If so, the next thing to consider is your approach – place your money in individual bonds or select a managed fund?
Bonds tend to be issued by governments, companies or public bodies, and it is possible for an individual to invest in bonds directly. However, there are various things to consider, which we will come to later.
If you choose a bond fund, you’re investing in a professionally-managed portfolio of bonds that are selected on your behalf. Bond fund managers don’t usually hold the bonds until maturity, instead they trade them to make money for their investors..
Knowing what to buy and when
If you invest in bonds directly, you are wholly responsible for researching the risks facing the issuer of the bond, which can be very time-consuming. You will also need to decide when the best time to invest is, and then monitor the bond’s performance.
In the case of government bonds – both foreign and domestic – that means keeping an eye on the health of different economies, and the path of interest rates. For a corporate bond, you need to be aware of the company’s balance sheet and its credit rating, among other factors.
There’s also the question of whether to hold your bond until it matures or sell it in the secondary market.
If you do choose to sell it, you’ll need a good grasp of some basic tenets of bond investing, such as duration (the effect of interest-rate changes on a bond) and yield curves. For example, if you chose to sell a bond when it is trading at a discount to its face value, you’d realise a loss.
Managing the risks
Concentration risk is another consideration. Let’s assume you dedicate all your portfolio’s fixed income allocation to two or three individual bonds. If one of these issuers defaulted on their debt obligations, the performance impact on your portfolio could be severe.
To reduce the likelihood of this outcome, you’d need to spread risk by investing in a wide range of bonds. That means dedicating more time to researching the individual bonds and their respective market environments.
And then there is the issue of access.
Bonds are bought in two ways – in the primary market, directly from the issuer, or in the secondary market. Large, listed companies tend to issue bonds to professional investors, who commit to buying a significant amount of this debt.
This isn’t ideal for individual investors, who perhaps have less capital to invest. To buy bonds in both markets, it’s usually necessary to engage the services of a broker, which is another cost to consider.
The benefits of a bond fund
Issued by financial institutions or companies to fund their operations.

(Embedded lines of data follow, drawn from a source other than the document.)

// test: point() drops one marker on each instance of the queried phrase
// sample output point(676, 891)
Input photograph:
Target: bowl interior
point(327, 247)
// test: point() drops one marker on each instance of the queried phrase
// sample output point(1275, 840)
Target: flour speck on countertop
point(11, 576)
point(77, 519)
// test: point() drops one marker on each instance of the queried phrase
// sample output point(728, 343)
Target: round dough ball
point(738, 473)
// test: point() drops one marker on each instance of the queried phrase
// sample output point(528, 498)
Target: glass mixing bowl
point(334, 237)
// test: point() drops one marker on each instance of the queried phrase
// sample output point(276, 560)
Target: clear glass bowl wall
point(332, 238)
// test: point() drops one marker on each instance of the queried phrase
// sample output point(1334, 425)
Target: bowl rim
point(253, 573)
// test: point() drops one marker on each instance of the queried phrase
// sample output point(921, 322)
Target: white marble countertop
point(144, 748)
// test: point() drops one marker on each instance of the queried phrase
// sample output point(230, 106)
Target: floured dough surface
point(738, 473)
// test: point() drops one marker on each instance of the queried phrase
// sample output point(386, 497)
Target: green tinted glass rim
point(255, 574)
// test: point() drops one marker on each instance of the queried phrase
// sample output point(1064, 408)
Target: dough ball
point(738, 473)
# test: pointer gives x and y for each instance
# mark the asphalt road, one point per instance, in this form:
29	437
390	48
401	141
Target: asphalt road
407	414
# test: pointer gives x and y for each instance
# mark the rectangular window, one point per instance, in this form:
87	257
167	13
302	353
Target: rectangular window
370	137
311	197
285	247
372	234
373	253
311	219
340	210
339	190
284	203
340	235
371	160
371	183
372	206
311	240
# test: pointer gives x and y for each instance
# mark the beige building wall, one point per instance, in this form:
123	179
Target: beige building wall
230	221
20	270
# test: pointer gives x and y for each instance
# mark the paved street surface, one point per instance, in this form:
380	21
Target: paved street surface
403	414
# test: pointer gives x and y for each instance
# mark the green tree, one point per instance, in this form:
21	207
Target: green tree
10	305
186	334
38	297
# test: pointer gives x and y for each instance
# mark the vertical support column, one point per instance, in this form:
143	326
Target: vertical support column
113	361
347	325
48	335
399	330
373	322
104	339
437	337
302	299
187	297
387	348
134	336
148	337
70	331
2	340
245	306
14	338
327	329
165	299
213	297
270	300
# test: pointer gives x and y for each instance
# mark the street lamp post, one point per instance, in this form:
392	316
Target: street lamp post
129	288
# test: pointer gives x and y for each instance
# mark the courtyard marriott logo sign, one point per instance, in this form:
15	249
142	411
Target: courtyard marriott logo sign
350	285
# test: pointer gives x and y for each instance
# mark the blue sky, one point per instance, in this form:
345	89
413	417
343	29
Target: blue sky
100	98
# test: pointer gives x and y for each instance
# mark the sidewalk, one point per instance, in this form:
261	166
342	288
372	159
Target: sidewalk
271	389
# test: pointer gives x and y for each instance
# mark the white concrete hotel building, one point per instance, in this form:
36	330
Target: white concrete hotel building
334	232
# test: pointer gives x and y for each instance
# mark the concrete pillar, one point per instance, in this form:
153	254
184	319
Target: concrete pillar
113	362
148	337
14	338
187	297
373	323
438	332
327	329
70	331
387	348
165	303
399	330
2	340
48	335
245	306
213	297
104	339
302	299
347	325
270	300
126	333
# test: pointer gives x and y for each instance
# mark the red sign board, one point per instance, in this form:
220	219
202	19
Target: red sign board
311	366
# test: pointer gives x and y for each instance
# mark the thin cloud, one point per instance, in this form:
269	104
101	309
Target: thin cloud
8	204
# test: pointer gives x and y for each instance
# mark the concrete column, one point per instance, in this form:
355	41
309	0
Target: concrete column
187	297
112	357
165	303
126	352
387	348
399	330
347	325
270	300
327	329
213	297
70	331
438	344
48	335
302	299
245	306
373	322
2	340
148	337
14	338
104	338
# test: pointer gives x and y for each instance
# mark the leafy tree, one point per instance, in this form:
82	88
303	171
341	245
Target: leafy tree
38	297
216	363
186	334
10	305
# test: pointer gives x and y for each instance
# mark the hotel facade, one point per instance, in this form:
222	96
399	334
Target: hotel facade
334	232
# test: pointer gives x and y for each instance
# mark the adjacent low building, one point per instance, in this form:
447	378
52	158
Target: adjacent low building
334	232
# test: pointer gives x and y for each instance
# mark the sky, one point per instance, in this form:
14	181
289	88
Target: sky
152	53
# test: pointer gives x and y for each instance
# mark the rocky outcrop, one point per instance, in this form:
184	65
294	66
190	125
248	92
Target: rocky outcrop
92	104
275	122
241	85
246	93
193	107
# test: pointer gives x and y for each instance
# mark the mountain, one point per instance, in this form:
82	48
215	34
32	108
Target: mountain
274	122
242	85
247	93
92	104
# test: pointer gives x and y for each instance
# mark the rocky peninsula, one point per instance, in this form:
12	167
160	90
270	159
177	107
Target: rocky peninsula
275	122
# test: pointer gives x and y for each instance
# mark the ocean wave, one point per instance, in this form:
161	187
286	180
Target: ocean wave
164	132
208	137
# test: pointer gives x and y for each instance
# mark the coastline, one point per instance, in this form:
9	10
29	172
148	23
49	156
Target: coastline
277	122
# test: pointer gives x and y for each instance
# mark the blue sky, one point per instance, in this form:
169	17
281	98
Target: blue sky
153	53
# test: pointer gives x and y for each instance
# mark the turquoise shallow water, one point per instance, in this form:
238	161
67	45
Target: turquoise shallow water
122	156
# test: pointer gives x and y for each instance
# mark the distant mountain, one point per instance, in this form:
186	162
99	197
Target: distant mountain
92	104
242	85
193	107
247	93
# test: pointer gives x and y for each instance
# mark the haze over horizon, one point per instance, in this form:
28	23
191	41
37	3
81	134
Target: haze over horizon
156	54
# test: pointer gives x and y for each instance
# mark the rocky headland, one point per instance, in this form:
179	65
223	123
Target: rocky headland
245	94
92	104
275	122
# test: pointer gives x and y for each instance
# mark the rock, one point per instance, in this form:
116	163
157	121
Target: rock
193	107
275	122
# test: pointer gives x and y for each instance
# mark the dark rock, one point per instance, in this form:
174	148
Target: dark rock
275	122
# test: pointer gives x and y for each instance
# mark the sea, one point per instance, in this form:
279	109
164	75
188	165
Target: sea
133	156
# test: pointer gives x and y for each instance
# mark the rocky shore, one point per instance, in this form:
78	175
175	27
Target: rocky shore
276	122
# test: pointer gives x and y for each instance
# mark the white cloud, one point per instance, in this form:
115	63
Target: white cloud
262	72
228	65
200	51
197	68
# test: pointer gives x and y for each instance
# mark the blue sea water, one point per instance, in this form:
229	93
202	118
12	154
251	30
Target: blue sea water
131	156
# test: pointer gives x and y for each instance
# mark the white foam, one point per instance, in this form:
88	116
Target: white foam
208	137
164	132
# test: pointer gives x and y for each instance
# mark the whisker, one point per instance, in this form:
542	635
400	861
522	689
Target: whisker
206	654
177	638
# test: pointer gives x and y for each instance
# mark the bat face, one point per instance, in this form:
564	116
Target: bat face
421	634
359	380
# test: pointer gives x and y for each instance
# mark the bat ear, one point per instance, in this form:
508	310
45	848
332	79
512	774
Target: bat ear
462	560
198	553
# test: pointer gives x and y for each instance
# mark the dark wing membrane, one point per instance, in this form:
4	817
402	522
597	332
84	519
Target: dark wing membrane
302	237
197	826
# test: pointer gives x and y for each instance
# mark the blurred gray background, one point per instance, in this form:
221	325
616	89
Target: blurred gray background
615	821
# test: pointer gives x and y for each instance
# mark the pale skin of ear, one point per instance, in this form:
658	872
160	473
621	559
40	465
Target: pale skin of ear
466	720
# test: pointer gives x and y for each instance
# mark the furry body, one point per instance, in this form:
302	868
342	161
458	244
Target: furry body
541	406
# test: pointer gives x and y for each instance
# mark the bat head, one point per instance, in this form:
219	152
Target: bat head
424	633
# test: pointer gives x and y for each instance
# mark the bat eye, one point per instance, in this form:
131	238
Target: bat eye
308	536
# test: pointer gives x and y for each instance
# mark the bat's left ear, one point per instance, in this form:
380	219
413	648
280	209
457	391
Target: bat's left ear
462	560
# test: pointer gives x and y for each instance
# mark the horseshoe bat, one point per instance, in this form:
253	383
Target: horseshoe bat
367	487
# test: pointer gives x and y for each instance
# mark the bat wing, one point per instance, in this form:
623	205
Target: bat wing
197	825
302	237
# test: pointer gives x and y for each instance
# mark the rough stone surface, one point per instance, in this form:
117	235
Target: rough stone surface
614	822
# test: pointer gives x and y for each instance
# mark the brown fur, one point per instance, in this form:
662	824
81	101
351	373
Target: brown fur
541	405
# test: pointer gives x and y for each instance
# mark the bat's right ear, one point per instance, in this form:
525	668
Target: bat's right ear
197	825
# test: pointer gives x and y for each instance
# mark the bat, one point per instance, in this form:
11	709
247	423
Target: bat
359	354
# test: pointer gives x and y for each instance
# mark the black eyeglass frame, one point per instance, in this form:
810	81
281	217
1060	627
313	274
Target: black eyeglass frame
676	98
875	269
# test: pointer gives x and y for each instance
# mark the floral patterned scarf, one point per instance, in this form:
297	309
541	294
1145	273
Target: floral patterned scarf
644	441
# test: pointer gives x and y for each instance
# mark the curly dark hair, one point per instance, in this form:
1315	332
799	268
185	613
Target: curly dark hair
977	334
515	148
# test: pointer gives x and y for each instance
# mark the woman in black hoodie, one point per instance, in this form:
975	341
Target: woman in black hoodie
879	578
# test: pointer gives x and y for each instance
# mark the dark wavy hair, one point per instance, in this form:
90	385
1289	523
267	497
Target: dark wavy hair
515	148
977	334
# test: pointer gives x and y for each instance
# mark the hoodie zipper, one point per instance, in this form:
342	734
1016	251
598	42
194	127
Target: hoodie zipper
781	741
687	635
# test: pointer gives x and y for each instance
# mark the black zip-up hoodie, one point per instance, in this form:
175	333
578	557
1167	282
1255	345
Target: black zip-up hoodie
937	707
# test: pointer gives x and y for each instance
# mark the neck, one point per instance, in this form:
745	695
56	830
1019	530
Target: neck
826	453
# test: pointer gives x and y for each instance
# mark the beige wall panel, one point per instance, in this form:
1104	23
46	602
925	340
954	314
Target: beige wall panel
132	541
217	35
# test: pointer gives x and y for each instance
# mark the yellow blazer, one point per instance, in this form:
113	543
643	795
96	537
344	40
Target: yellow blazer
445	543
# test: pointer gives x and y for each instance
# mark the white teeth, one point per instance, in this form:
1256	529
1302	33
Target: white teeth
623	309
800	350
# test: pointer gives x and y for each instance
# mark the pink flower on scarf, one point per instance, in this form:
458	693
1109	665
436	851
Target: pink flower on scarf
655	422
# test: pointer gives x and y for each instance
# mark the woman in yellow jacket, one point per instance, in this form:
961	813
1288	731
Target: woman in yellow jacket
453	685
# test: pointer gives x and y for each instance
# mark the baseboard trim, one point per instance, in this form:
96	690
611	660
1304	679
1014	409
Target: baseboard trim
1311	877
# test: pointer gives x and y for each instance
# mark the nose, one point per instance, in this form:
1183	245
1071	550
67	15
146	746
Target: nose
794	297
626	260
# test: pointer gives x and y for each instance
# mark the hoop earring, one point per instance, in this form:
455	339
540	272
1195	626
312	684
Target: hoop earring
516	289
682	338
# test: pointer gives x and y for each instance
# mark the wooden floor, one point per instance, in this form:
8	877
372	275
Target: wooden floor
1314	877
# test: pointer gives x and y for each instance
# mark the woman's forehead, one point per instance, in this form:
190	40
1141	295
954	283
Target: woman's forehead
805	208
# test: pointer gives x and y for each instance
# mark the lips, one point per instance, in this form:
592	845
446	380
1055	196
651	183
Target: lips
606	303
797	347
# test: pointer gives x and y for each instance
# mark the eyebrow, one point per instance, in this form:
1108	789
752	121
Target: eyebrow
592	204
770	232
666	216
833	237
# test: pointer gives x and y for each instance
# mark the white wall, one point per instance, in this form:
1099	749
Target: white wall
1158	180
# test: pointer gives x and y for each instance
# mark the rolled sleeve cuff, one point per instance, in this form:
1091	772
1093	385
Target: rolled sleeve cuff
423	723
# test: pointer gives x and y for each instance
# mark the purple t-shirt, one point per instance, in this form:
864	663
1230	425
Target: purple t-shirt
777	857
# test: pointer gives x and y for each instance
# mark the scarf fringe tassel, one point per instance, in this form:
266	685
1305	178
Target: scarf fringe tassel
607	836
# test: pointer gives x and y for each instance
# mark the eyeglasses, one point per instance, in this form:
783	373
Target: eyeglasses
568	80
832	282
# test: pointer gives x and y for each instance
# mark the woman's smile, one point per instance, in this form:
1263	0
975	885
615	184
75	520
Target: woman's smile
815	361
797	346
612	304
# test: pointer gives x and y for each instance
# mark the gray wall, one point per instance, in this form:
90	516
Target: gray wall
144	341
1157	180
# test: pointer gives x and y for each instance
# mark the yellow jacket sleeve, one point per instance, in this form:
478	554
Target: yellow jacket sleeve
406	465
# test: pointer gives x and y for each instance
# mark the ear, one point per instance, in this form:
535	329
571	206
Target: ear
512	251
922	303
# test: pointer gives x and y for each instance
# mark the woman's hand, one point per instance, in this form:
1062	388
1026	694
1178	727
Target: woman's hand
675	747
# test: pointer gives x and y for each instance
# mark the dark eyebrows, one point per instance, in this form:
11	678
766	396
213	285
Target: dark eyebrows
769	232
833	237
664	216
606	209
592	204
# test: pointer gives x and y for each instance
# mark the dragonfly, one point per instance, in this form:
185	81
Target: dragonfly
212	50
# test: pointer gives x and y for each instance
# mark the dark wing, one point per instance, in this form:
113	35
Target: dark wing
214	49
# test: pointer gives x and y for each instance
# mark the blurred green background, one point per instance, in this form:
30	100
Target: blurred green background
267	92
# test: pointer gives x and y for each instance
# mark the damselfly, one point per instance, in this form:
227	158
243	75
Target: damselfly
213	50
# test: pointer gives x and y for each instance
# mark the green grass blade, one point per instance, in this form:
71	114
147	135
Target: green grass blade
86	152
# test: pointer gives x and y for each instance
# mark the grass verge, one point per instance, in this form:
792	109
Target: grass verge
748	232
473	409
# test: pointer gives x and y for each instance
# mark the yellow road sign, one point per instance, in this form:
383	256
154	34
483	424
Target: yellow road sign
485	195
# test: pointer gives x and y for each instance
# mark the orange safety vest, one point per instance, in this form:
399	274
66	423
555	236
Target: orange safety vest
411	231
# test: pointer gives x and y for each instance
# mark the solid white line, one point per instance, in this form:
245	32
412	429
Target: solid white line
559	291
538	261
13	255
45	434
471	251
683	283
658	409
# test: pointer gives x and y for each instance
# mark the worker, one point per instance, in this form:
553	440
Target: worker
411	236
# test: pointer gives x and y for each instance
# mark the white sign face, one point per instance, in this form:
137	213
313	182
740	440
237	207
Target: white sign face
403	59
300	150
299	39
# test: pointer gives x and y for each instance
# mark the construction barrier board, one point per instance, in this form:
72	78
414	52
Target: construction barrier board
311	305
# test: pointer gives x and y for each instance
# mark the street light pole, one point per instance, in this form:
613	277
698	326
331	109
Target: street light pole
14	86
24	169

Investing in bonds via a managed fund offers a range of benefits:
Few individual investors have the required skill to analyse bonds or the time to monitor news and developments that can drive their performance. Investing in a managed bond fund gives you access to bonds that have been thoroughly researched, all in just one transaction.
2. Professional management
Managed bonds funds are generally run by experienced portfolio managers, often with the support of dedicated teams of analysts and experts in specific markets or industry sectors. These teams undertake detailed research, thoroughly analysing the risks and opportunities of each bond to determine which they believe are most likely to perform over time.
3. Less admin
Managing bonds directly can be time-consuming and can involve a fair amount of administration. Every transaction produces a statement, so multiple investments can generate a large amount of paperwork. With a managed bond fund, you have one unit price so it’s much easier to track the value of your investment.
For less experienced investors, these can be big attractions.
What about income?
When choosing individual holdings or selecting the best bond funds to invest in, another factor to consider is income.
An individual bond generally pays a fixed income every six months. However, in a managed fund (depending on the manager), there is usually the option to arrange more regular income payments, in the form of ‘distributions’ from the fund.